| posted 16 Jan, 2020 01:19
I'd like to present my new paper on annotation of phage genomes, entitled "A Method for Improving the Accuracy and Eciency of Bacteriophage Genome Annotation". In this paper, I present the method we use in my lab to annotate phage genome. It is based on the method we all use in SEA-PHAGES, but is a little more formal and detailed. I estimate the accuracy of the method and compare it to programs such as Glimmer and GeneMark, using the genomes of phages Lambda and Patience as test sets. It does seem that manual annotation method produces more accurate annotations, both in terms of gene calling and start codon calling, at least as far as Lambda and Patience are concerned. I think those of you interested in genome annotation will find this paper very interesting, and may find many useful things to incorporate into your annotation protocols.

| posted 26 Mar, 2019 15:34
Hi Debbie, and thanks for looking into this. I looked into the small forward ORF you mentioned but I feel the coding potential for that one is very weak, and it is more likely that gene 105 should be called long instead (which would fill the gap somewhat).
| posted 26 Mar, 2019 14:59
Yes, I got the next forward gene and deleted those short reverse genes (121-125). Thanks for looking into this.
| posted 25 Mar, 2019 23:19
Gene 103 (forward frame 3, 61983-62291) in cluster J phage NihilNomen is called by Glimmer and GeneMark (the GeneMark in DNA Master) and has strong coding potential for part of its length. While ordinarily this would be a no brainer, there is an ORF in reverse frame 1 (62040-62480) with equally strong coding potential and called by host-trained GeneMark.hmm and GeneMark S. The two genes overlap, but not completely (see attached figure).

In terms of homology matches, gene 103 has 6 matches to cluster J phages, while the reverse ORF has none.

Call both genes? Or just gene 103?
| posted 25 Mar, 2019 22:56
I have a situation with two overlapping genes in Cluster J phage NihilNomen which looks like it might be a translational frameshift.

Gene 123 in forward frame 2 is called by Glimmer and GeneMark, albeit both call it short. However, there is an even longer ORF in frame 1 that is called by the host-trained GeneMark.hmm that has very strong coding potential and full overlaps with gene 123 (se attached figure).

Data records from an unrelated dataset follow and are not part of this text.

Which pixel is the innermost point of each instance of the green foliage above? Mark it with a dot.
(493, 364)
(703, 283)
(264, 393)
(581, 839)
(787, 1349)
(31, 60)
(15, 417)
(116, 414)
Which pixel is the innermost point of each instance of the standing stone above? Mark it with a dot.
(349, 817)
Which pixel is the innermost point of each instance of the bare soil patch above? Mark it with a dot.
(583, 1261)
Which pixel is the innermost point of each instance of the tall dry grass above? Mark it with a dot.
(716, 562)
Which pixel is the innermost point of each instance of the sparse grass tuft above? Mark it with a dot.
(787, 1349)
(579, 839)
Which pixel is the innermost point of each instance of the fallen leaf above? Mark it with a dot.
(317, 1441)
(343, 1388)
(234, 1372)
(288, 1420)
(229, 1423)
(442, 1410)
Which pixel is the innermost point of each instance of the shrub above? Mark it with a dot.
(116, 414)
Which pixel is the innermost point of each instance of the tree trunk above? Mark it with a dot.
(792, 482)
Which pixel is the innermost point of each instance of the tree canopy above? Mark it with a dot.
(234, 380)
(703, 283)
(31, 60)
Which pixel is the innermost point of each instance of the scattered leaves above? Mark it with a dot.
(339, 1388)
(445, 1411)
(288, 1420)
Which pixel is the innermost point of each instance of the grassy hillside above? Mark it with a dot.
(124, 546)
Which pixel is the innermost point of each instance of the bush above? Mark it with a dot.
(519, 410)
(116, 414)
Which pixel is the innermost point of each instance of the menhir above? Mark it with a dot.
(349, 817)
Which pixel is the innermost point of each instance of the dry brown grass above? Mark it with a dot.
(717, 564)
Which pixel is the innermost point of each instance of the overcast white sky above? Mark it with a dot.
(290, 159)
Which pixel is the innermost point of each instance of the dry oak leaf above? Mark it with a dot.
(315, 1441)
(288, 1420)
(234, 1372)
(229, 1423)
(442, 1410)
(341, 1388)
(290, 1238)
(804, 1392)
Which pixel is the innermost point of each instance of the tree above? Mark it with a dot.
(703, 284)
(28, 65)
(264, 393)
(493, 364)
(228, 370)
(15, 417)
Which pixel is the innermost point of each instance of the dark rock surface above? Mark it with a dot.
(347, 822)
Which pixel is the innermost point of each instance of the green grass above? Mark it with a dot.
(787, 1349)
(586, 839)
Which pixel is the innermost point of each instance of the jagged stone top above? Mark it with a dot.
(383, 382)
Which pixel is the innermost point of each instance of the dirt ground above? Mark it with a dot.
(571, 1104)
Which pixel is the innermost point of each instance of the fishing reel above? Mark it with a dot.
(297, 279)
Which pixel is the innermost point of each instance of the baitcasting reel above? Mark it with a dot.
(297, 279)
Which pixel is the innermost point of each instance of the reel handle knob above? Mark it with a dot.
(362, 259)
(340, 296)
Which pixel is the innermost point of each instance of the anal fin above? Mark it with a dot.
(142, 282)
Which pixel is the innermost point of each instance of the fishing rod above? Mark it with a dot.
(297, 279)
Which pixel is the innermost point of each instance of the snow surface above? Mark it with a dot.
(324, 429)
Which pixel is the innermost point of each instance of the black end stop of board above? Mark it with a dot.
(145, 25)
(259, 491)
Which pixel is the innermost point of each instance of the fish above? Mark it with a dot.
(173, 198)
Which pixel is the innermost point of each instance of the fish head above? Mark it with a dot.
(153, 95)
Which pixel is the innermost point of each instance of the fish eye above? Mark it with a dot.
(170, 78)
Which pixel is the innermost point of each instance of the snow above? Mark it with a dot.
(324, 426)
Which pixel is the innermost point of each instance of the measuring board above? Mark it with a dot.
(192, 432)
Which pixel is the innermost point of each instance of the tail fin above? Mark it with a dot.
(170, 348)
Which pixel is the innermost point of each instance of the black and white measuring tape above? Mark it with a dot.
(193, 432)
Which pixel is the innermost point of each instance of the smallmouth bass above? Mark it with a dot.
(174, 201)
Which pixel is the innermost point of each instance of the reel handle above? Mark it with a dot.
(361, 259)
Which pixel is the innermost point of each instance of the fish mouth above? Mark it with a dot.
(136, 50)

Interestingly, the coding potential for the ORF in frame 1 and gene 123 do not overlap: The coding potential for gene 123 starts right where the coding potential for the ORF in frame 1 ends (see attached figure). Furthermore, the coding potential map seems to indicate there is a translational frameshift. The ORF in frame 1 has BLAST matches to phage Thibaut, while gene 123 has matches to phages Omega and Porcelain. In terms of function, both genes have matches to DNA cytosine methyltransferase.

I am unsure what to do here? Call both genes? If so, what to do about the potential translational frameshift? Or should I call only one gene, and if so which one?
| posted 12 Feb, 2018 19:27
We have found 4 ORFs located in coding gaps that have significant BLAST matches (<E-10) to other Mycobacterium smegmatis phage genes, but without any coding potential. To call or not to call?
The BLAST matches are as follows:

ORF 1:
gp57 in Mycobcterium phage Send513 with E-value = E-38
gp57 in Mycobcterium phage Papyrus with E-value = E-38

ORF 2:
Many matches to HNH endonucleases in many Mycobacterium phages, all with E-value 0

ORF 3:
gp90 in Mycobacterium phage Send 513 with E-value = E-13

ORF 4:
gp72 in Mycobacterium phage Squirty with E-value = E-27
gp49 in Mycobacterium phage Shuna with E-value = E-21

Thanks for any insight.
| posted 27 Jan, 2018 01:31
Is there a cutoff value of the SD score for start codons, i.e. a value below which you would eliminate a start codon from consideration? I use Kibler6 and Karlin medium per the DNA Master guide.

| posted 26 Jan, 2018 21:27
One of our phages, Riparian, has circularly permuted genome ends, and there is a gene that straddles the genome ends (see attached dnam5 file). Can we proceed with annotation normally, or is this going to be a problem later on?

Reply from Deborah Jacobs-Sera:
When you have a circularly permuted genome (that is – a genome without defined ends) we cut it in a gap upstream of the terminase. I cut Riparian according to those guidelines. Sometimes small genes are called that we cannot support with sufficient data. That wrap-around gene is one such gene. Also note that I cut the genome so that gene 1 starts on bp1. So the start of the first gene should be bp 1!

I double-checked my decision of where best to cut this genome and am sticking with it. I do not believe that wrap-around gene is real when you check out the overlap with gene 1.
| posted 24 Jan, 2018 19:59
Still not working for me, as of January 24 2018. I get "Glimmer failure" and "Annotation failure".